Writer Evelyn Dom interviews the Belgian Minister of Environment about where their country stands after the outcomes of COP26.
After two weeks of negotiations at the United Nations Climate Change Conference (COP 26), the Glasgow Climate Pact has been signed by 197 countries. The pact’s main aims include limiting temperature increase by 1.5 degrees, a “phase down” of coal power and fossil fuel subsidies, financial aid towards climate adaptation for developing countries, and a request for countries to submit their 2030 climate plans.
The European Union (EU) Fit for 55 package commits to cutting 55% of emissions by 2030. With a set objective of 62.5% emission reduction for the European industry, the national objective of emission reductions varies depending on the socio-economic status of each country. For Belgium, this percentage is at 47%. However, without a clear federal climate agreement, Belgium seemingly has fallen back to square one. I had the opportunity to talk to Philippe Henry, Vice President and Minister of Environment, Energy, Infrastructure and Mobility of Wallonia to discuss Belgium’s current situation in light of the climate crisis.
“Without a clear federal climate agreement [on emissions cutting], Belgium seemingly has fallen back to square one.”
With its headquarters in Brussels, Belgium plays a significant role within the European Union. When asked about its pertinence, Henry said that: “Belgium plays an important role because it is a small country, which makes it sometimes easier to propose ideas that may be more difficult for larger countries. We are also used to making compromises within Belgium.”
However, with certain decisions being made at a regional level, the different regions of Belgium struggle to come eye-to-eye on agreeing to meet the objective set forward by the European Union. “The Belgian position is a little more complicated as the Flemish region has a newer and more advanced economy than Wallonia. There are many new enterprises which are energy intensive and that is why Flanders thinks it’s difficult to go as far in the reduction of emissions,” Henry said. However, he believes it is important to support the European will as it sets an example to the rest of the world, which is necessary in order to achieve the global goal.
“However, the different regions of Belgium struggle to come eye-to-eye on agreeing to meet the objective set forward by the European Union.”

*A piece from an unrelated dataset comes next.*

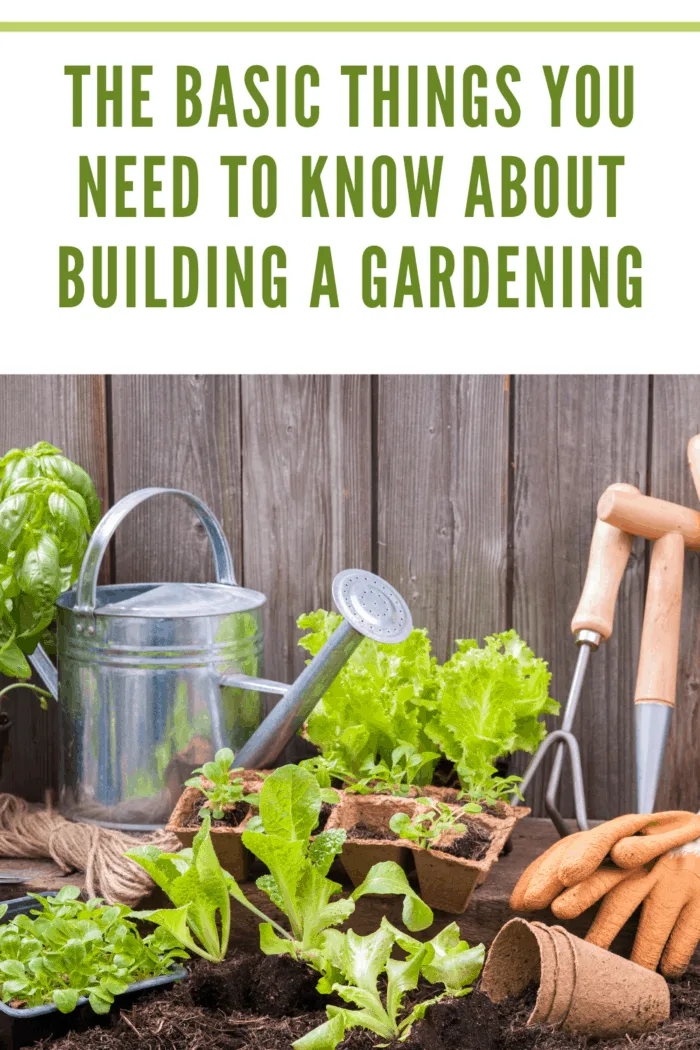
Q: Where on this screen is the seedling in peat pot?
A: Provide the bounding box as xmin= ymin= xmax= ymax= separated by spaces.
xmin=130 ymin=767 xmax=433 ymax=977
xmin=389 ymin=799 xmax=481 ymax=849
xmin=184 ymin=747 xmax=260 ymax=820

Having broken its own record for holding the longest period without a democratic government, it is not the first time that Belgium’s complex geographical and political division has resulted in the inability to achieve a federal consensus. According to Henry, Flanders’ objectives of their own are no longer compatible with both those at the federal as well as European level. It is therefore also the reason that Belgium has been hesitant to join the High Ambition Coalition, as Flanders does not believe they are able to meet those goals. Henry mentions it is a shame and that we’re at the irreversible point where we need to take the risk and aim to achieve these ambitious goals as it is necessary for our climate.
The Belgian political division wasn’t the only evident divide at COP26. While decisions are made by world leaders and delegates within the Blue Zone, activists stand at the entry doors outside and raise their concerns about the conferences’ lack of inclusivity. “Women, ethnic minorities and those from poorer socio-economic backgrounds are seriously under-represented in the political arena,” Lizzie Wilde says.
Similarly, the Belgian youth have expressed their frustrations with the lacking ability to participate in the decision-making process. Cato Van Den Kerchove says the lack of input hurts a lot and adds that she feels privileged living in Belgium, a country that hasn’t been as severely impacted by the climate crisis, and thus can’t imagine how neglected countries that have been must feel.
“The Belgian youth have expressed their frustrations with the lacking ability to participate in the decision-making process.”
When asked how this dividing gap between the decision-makers and the youth activists could be decreased, Henry stressed the importance of keeping the dialogue going between various voices. While he admits it’s not perfect and more could be done to create a more diverse and inclusive space for this dialogue, he does see an improvement in comparison to previous conferences. He states that Belgium’s delegation consists of ministers, persons from administrations, representatives of syndicates and enterprises and the youth. While these various voices are not all part of the negotiating process, they are able to give propositions that the decision-makers take into account.